Aku yang sedari tadi mengembuskan napas untuk menenangkan diri menoleh pada wanita yang berada di samping.
Aku menggeleng dengan mata yang hampir mengeluarkan air mata. Mulutku mulai mengeluarkan kalimat yang terbata.
“Natha dingin banget.”
“Iya emang dia gitu,” jawab Widya sembari tersenyum. “Bekerja saja dengan baik.”
Aku mengangguk lalu mencecap kopi yang sudah dingin. Kami kemudian pulang ke kos. Aku dan Widya naik bis yang cukup membuat perut agak mual. Namun, masih bisa ditahan.
Rencana besok mau naik kereta sih, namanya juga nyobain. Mana yang nyaman aja kan.
Kayaknya sudah cukup drama untuk hari ini. Aku harap nanti sore dan malam mereka berdua menjadi anak baik yang membantu ibunya.
Malam telah berganti dengan pagi yang cukup segar. Aku memang bangun pukul tiga dini hari. Seperti biasa, aku membisikkan ampunan pada Allah dan menyematkan doa untuk kedua orang tua yang berada di Klaten.
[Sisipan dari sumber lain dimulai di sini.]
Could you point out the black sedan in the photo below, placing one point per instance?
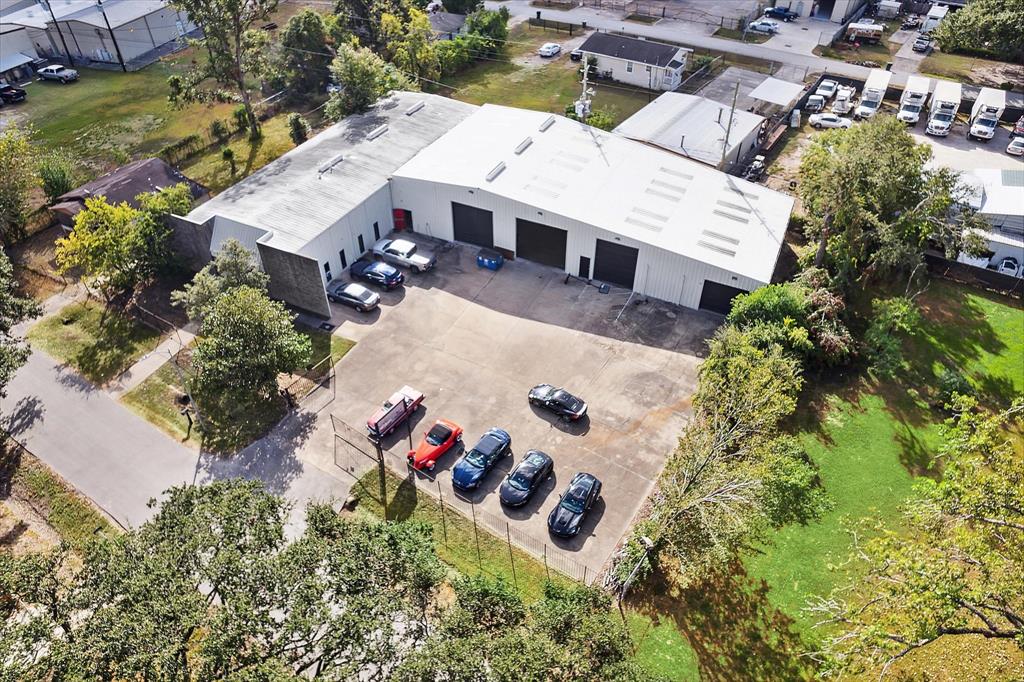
(583, 493)
(378, 272)
(524, 478)
(558, 400)
(9, 94)
(354, 295)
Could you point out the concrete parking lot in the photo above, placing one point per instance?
(475, 341)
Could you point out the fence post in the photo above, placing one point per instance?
(508, 537)
(440, 500)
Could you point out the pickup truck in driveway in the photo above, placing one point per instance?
(395, 410)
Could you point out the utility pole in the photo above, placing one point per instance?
(59, 33)
(117, 48)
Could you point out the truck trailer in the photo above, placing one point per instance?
(873, 93)
(911, 103)
(942, 111)
(985, 114)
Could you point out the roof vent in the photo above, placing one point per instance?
(496, 171)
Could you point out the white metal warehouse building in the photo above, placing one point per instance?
(535, 185)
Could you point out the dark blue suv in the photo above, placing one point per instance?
(474, 465)
(378, 272)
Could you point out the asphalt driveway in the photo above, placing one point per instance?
(475, 342)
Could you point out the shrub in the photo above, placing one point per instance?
(298, 128)
(56, 171)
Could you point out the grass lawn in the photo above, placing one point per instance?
(98, 344)
(31, 481)
(224, 429)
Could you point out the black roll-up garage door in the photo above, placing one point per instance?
(542, 244)
(717, 297)
(473, 225)
(615, 263)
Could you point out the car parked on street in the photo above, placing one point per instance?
(525, 478)
(558, 400)
(441, 437)
(549, 49)
(404, 253)
(828, 121)
(573, 505)
(377, 272)
(781, 13)
(55, 72)
(471, 468)
(10, 94)
(353, 295)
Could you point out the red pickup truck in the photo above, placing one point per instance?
(394, 411)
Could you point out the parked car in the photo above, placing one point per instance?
(549, 49)
(403, 252)
(55, 72)
(781, 12)
(10, 94)
(763, 26)
(828, 121)
(1009, 266)
(474, 465)
(377, 272)
(352, 295)
(557, 400)
(395, 410)
(440, 438)
(826, 89)
(524, 478)
(573, 505)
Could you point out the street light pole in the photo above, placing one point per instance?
(117, 48)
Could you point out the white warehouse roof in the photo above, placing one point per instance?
(306, 190)
(611, 182)
(691, 126)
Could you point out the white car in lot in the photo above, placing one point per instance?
(826, 89)
(549, 49)
(763, 26)
(828, 121)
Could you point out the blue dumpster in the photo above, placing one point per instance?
(489, 259)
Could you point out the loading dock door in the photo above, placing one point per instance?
(473, 225)
(615, 263)
(717, 297)
(539, 243)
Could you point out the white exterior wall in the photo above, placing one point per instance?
(658, 78)
(345, 232)
(659, 273)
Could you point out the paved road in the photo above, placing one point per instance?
(692, 35)
(120, 461)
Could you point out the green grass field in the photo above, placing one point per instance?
(97, 343)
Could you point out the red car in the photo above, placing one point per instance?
(439, 439)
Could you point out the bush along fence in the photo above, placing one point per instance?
(354, 454)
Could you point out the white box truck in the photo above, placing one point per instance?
(985, 114)
(911, 102)
(872, 94)
(942, 111)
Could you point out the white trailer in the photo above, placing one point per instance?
(985, 114)
(873, 93)
(911, 102)
(942, 112)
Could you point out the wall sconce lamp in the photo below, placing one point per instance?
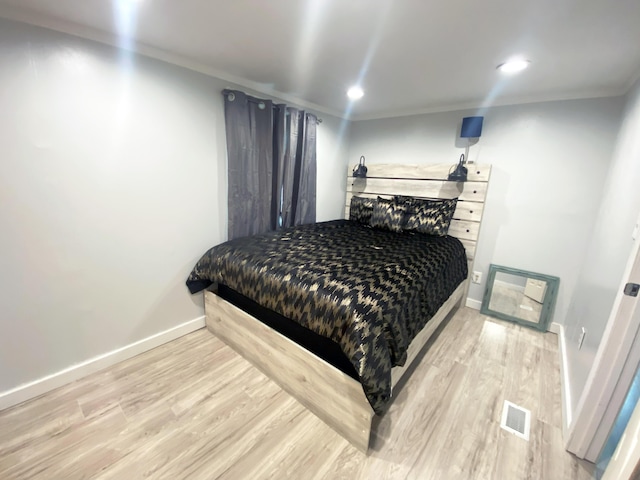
(471, 128)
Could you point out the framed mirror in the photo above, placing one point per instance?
(519, 296)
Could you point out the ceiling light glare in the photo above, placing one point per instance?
(513, 66)
(355, 92)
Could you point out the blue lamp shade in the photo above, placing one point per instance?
(471, 127)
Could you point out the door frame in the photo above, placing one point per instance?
(612, 372)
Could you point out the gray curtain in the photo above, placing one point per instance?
(272, 165)
(249, 131)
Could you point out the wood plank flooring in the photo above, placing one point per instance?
(195, 409)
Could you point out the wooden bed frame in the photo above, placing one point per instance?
(330, 394)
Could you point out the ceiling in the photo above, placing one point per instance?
(410, 56)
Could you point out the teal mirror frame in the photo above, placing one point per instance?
(553, 283)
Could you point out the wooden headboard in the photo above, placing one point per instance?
(430, 181)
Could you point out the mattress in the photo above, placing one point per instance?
(368, 290)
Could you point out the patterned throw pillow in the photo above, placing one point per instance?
(430, 216)
(388, 215)
(361, 209)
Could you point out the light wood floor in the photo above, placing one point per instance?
(194, 409)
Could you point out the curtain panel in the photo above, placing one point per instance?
(271, 150)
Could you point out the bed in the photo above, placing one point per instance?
(367, 291)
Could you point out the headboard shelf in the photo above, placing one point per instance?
(429, 181)
(438, 171)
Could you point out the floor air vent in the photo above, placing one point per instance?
(516, 420)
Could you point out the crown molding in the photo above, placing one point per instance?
(99, 36)
(504, 102)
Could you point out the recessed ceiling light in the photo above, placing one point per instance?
(355, 92)
(513, 66)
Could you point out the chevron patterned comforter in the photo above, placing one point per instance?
(369, 290)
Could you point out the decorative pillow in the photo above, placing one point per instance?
(399, 199)
(388, 215)
(430, 216)
(361, 209)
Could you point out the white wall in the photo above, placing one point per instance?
(112, 184)
(549, 161)
(608, 250)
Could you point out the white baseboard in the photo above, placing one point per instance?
(33, 389)
(475, 304)
(554, 328)
(564, 382)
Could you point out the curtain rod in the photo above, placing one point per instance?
(255, 100)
Aku menoleh pada wajah-wajah kelelahan yang sedang terlelap. Kamar kos yang kecil ini menjadi saksi betapa kerasnya kehidupan yang kami alami saat ini.
Tanpa ayah yang membimbing mereka, apakah nantinya akan menjadi masalah? Sementara aku merasa kurang cakap menjadi ibu yang bijaksana?
Aku bahkan sering memarahi anak pertamaku hanya karena tidak sesuai harapan yang aku bangun sendiri. Ah, memang mulutku ini harusnya melembutkan suara untuk mereka.
Aku kemudian memasak dan menyiapkan bekal untuk kami nantinya. Kemarin kami sudah cukup banyak jajan. Uang pun menipis. Mau tidak mau, hanya ini yang aku bisa lakukan untuk mengirit sampai bulan depan.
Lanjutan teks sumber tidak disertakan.